Scientists Create Superior Metal Coating from Brown Algae
brown algae metal coating

A new coating developed by Scientists at Tomsk Polytechnic University (TPU), reduces the biofouling of metals in water and other biological environments by 100-fold. The coating allows medical implants to be longer lasting and safer.

S​cientists at Russia’s Tomsk Polytechnic University (TPU) jointly with their overseas colleagues have developed a coating which reduces the biofouling of metals in water and other biological environments by 100-fold. The coating also allows medical implants to be longer lasting and safer.

Biofouling is the accumulation of undesirable deposits on metal surfaces submerged into a biological environment. It is caused by microorganism activity that reduces functional properties of metal and may lead to its destruction. The problem is relevant for many areas, in particular marine vessels as well as medical implant devices.

According to the scientists, the conventional solution is to apply properties that prevent microorganisms from settling on the surface. For example, titanium dioxide is frequently used. However, it is expensive and not effective in all cases.

The TPU scientists looked for a cheaper means, which would also allow for reducing the activity of biofouling. “Using cations, we combined bulk soft alginate films, which were obtained from brown algae (Phaeophyceae) with calcium and copper in different proportions. Moreover, we also researched the impact of strength of the film properties and their wettability with water and oil on the amount of settled microscopic life forms,” Sergey Tverdokhlebov, Associate Professor of the TPU Weinberg Research Center, tells journalists of the RIA Novosti news agency.

It is higher than indexes of titanium dioxide by several folds. The solution is designed to fight against pathogenic microbial flora on the surface of medical implants and is also applicable for other devices.

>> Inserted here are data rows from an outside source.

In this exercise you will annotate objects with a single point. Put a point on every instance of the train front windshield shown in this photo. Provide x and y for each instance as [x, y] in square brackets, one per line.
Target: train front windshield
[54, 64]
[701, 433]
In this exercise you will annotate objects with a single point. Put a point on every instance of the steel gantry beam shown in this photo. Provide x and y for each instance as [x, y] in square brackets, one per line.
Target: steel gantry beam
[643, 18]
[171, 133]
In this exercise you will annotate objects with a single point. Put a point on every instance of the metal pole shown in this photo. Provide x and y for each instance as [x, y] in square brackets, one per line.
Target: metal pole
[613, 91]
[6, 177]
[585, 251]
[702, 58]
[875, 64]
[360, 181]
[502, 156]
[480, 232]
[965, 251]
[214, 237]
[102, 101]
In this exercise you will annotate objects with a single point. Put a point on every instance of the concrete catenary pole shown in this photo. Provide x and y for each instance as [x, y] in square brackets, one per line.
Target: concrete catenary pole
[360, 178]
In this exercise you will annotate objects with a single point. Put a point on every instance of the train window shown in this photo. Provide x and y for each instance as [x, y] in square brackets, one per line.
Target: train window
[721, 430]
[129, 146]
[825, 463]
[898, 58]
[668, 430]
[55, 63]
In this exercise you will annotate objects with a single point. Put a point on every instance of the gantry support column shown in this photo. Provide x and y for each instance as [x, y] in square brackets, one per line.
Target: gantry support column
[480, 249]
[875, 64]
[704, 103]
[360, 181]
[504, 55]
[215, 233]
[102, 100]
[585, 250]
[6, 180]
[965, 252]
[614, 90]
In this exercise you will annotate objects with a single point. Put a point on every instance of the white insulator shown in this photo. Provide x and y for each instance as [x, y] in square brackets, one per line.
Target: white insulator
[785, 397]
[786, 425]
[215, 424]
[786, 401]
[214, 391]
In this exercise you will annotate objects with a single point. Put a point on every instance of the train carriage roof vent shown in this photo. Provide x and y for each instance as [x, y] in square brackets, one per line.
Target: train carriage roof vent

According to the scientists, the structure of the film surface of copper alginate prevents attaching bacteria, microalgae and other organisms for which copper is toxic. Varying the volume of this metal in the film makes it possible to customize the construction for operation in a specific environment, taking into account its particular bioactivity.

“In the long run, such films can be introduced in both shipbuilding and targeted drug delivery while attaching required drug compounds to the film before implantation,” said Dr. Tverdokhlebov. “It will allow reduced drug load to the organism and impeding contagion.”

The research was conducted jointly with experts of Harbin Institute of Technology (China). The findings were published in the Applied Surface Science journal (IF: 6,707, Q1).